Liputan6.com coba melewati terowongan bawah laut yang memikat banyak wisatawan.

oleh Adyaksa VidiDiterbitkan 28 Maret 2026, 07:30 WIB
Liputan6.com coba melewati terowongan bawah laut Hong Kong (Liputan6.com/ Adyaksa Vidi)

Liputan6.com, Hong Kong - Liputan6.com, Hong Kong - Menjelajahi Hong Kong rasanya tak lengkap jika tidak mencoba pengalaman melewati "Terowongan Tanpa Alasan".

Ya nama "Terowongan Tanpa Alasan" atau "No Excuse Channel" sangat populer di masyarakat Hong Kong terutama mereka yang hidup di era 70 hingga 80-an. Hong Kong yang wilayahnya dikelilingi lautan pada masa tersebut hanya mengandalkan kapal feri untuk menyebrang laut yang memisahkan daerah satu dengan daerah lain.

Hal inilah yang menjadi alasan seorang suami atau kepala keluarga kerap tidak pulang ke rumah jika mereka harus bekerja atau berpergian ke daerah yang dipisahkan laut dari rumah.

Saat itu karena kapal feri tidak beroperasi 24 jam maka banyak warga dari daerah Hong Kong Island yang ada keperluan ke Kowloon City atau sebaliknya tidak bisa pulang jika sudah lewat tengah malam.

Mereka pun mengarang sejumlah cerita dengan kepada keluarganya agar tidak kena marah saat kembali esok harinya.

Terowongan bawah laut Hong Kong (Liputan6.com / Adyaksa Vidi)

Namun pada akhirnya Pemerintah Hong Kong membuat terowongan bawah laut yang menghubungkan kedua wilayah tersebut. Terowongan itu diresmikan pada tahun 1972 dan masih beroperasi sampai sekarang.

"Tidak ada lagi alasan bagi suami-suami untuk tidak pulang ke rumahnya saat ini dengan adanya terowongan tersebut. Itu sebabnya terowongan tersebut sering dikenal dengan 'Terowongan Tanpa Alasan'," ujar Vivian yang menjadi pemandu bagi Liputan6.com saat menghadiri langsung acara Asia's 50 Best Restaurants Asia pekan ini atas undangan dari Hong Kong Tourism Board.

"Saat ini Hong Kong punya 3 terowongan bawah laut, yang terakhir diresmikan tahun 1997 lalu.
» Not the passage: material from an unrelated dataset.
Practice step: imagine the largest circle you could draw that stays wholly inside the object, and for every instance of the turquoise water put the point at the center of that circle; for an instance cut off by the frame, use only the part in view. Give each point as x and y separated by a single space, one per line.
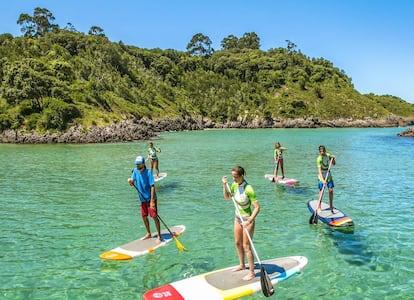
63 205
Kemacetan selalu terjadi saat jam berangkat atau pulang kantor," kata Vivian menambahkan.

 

Nama Asli Terowongan

Nama asli "Terowongan Tanpa Alasan" adalah "Cross Harbour Tunnel". Saat memasuki terowongan tersebut memang ada rasa was-was yang menghinggapi mengingat baru pertama kali Liputan6.com merasakan pengalaman memasuki terowongan bawah laut.

Terlebih seluruh kendaraan berjalan lamban karena kecepatan dibatasi maksimal 70 kilometer per jam. Perasaan was-wad seketika hilang saat melihat cahaya dari ujung terowongan sepanjang 1,86 kilometer tersebut.

Hingga saat ini "Cross Harbour Tunnel" masih menjadi bagian penting dari penghubung daerah di Hong Kong. Tercatat lebih dari 117 ribu kendaraan melewati terowongan tersebut setiap harinya.

Bahkan Pemerintah Hong Kong juga mengandalkan terowongan tersebut sebagai salah satu pendapatan mengingat adanya tarif yang dikenakan bagi setiap kendaraan yang melintas.